The disclosure, made in response to questions from AFP, means the company continues to pay soldiers in contravention of a series of legal measures aimed at stopping military units working as paid protection, rights activists said. Grasberg sits on the world's largest gold and copper reserves, in a resource-rich but desperately poor region on the far eastern extreme of the Indonesian archipelago.
Pro-independence Papuan militants have waged a long-running insurgency against Indonesian rule in the province, and human rights monitors say Freeport's payments help fund military abuses against the local population. The latest attempt to cut the military out of protection payments -- part of broader democratic reforms -- came in a 2007 ministerial decree setting a six-month deadline for police to take over security of "vital national objects." The less-than-1.6-million in direct payments are part of eight million dollars Freeport paid in broader "support costs" for 1,850 police and soldiers protecting Grasberg last year, according to a company report filed with the US Securities and Exchange Commission last month.
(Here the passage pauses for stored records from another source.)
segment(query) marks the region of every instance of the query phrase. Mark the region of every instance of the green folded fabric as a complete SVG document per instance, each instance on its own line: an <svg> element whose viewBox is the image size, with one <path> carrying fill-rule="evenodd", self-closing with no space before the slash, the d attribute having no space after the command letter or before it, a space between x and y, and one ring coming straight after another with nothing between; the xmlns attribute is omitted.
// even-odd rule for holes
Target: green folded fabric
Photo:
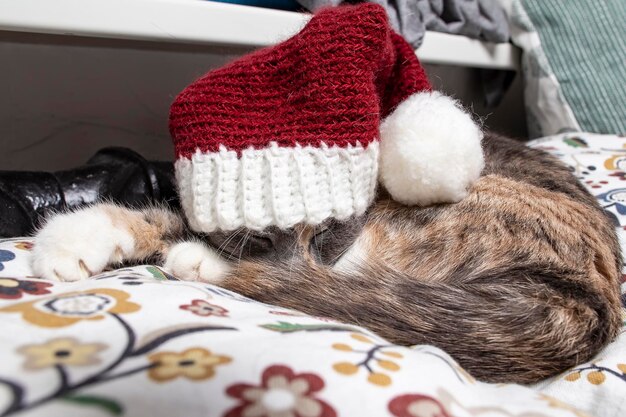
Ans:
<svg viewBox="0 0 626 417"><path fill-rule="evenodd" d="M626 2L522 0L584 131L626 133Z"/></svg>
While most of the direct payments go to the police-led Amole task force at the mine, soldiers and police in surrounding areas are also receiving payments, Freeport spokesman Bill Collier said. "Although the bulk of our support is directed to supporting the Amole task force, we do provide some financial assistance to the police and military who are assigned to the general area surrounding our operations," Collier said. A 2005 report by rights group Global Witness alleged Freeport had paid hundreds of thousands of dollars directly to senior police and military officers between 2001 and 2003. The accusations are just one of many public relations headaches for Freeport, the largest single taxpayer to the Indonesian government. Claims of rights abuses and environmental damage at the mine are difficult to verify as Indonesia restricts travel by foreign journalists to Papua and Freeport seldom allows media into its area of operations. Freeport's Collier did not say if the 2008 transfers included large-scale payments -- in cash or in kind -- to senior officers. But he said the company's actions were within the law. However, Rafendi Djamin, coordinator of rights organisation the Human Rights Working Group, said the military payments were clearly illegal although payments to police, while ethically questionable, were permitted. "The safest thing to say for sure is they (payments to the military) are against the law.
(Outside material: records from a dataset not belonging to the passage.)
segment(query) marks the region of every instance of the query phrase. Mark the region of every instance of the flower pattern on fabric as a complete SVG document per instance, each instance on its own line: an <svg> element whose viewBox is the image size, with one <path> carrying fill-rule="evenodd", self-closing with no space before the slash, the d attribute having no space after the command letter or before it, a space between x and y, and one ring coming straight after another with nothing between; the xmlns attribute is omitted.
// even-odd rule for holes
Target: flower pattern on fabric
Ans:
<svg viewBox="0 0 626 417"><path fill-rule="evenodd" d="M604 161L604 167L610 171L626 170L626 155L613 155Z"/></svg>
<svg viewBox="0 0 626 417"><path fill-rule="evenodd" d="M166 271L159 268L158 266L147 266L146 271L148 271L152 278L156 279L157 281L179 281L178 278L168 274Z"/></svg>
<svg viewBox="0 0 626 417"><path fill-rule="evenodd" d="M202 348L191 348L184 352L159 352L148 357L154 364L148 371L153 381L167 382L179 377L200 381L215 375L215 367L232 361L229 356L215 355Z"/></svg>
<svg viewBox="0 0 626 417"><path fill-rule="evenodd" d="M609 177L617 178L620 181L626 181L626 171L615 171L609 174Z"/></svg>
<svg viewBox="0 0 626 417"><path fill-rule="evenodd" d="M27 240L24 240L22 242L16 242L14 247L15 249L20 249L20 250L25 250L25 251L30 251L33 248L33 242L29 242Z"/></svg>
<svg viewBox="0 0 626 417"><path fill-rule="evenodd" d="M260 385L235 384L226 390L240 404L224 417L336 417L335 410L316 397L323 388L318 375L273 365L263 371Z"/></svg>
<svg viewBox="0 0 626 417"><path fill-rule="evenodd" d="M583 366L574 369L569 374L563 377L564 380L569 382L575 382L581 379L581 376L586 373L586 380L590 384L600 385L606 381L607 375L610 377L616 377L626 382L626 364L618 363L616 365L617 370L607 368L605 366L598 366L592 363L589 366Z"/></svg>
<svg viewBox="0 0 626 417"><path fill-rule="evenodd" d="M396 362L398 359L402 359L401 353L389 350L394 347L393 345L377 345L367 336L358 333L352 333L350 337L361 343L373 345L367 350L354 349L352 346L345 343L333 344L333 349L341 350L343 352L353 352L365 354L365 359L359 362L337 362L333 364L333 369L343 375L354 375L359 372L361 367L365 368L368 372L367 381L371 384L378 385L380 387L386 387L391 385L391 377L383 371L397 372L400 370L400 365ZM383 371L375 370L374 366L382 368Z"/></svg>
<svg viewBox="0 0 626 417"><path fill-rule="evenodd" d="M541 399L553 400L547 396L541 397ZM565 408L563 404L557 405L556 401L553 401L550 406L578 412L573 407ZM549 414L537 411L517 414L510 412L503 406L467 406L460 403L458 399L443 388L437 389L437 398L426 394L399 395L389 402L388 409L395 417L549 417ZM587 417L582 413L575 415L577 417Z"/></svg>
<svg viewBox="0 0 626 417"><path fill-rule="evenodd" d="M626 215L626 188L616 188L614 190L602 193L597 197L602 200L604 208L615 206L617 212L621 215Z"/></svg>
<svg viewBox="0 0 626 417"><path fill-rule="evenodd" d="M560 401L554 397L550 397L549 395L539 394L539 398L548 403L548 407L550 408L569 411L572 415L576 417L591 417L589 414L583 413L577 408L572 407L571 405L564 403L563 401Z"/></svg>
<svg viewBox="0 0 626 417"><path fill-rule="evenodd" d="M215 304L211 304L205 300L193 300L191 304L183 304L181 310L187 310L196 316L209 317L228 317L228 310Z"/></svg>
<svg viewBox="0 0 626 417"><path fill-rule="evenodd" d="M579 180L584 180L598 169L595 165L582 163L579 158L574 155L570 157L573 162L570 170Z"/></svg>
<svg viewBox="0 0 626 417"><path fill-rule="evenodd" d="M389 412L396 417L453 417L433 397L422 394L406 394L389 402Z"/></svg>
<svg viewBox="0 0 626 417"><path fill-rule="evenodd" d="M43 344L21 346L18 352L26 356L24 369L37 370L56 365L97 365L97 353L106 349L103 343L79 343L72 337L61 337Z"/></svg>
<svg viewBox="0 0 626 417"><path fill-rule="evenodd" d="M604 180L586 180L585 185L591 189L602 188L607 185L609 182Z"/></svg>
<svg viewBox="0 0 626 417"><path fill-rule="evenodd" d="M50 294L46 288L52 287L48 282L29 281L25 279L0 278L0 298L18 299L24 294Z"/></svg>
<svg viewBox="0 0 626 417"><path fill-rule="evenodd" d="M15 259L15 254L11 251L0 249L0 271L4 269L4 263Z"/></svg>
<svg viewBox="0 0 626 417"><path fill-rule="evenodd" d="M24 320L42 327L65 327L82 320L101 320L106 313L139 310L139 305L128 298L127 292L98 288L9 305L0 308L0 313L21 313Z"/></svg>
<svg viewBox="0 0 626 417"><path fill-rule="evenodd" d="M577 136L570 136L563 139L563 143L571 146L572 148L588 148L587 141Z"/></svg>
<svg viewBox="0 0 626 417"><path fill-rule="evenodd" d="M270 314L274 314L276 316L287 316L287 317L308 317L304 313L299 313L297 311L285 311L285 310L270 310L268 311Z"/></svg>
They are against government regulations, ministerial as well as presidential decrees," Djamin said. Indonesian Energy and Mineral Resources Minister Purnomo Yusgiantoro declined a request to be interviewed on the legality of the payments. Global Witness campaigner Diarmid O'Sullivan said Freeport's disclosure of payments left unanswered questions over whether the company is paying large sums to senior officers. "Even now, the company still doesn't publish enough detail about its security payments to clearly confirm that this practice has stopped," O'Sullivan said. Also unanswered is just how many soldiers are being paid. Nyoman Suastra, the commander of the Amole task force officially assigned to guard the mine, told AFP there are 447 personnel in the task force, which includes some soldiers. Subtracting that number from the 1,850 police and military personnel Freeport acknowledges it paid last year, it means the company is paying 1,400 security personnel outside the mine, an unspecified number of them soldiers. "It is disturbing that Freeport still seems reluctant to answer the most important questions, which are: who in the security forces ends up with these allowances, how much money do they get and what is the legal basis for these payments?" O'Sullivan said.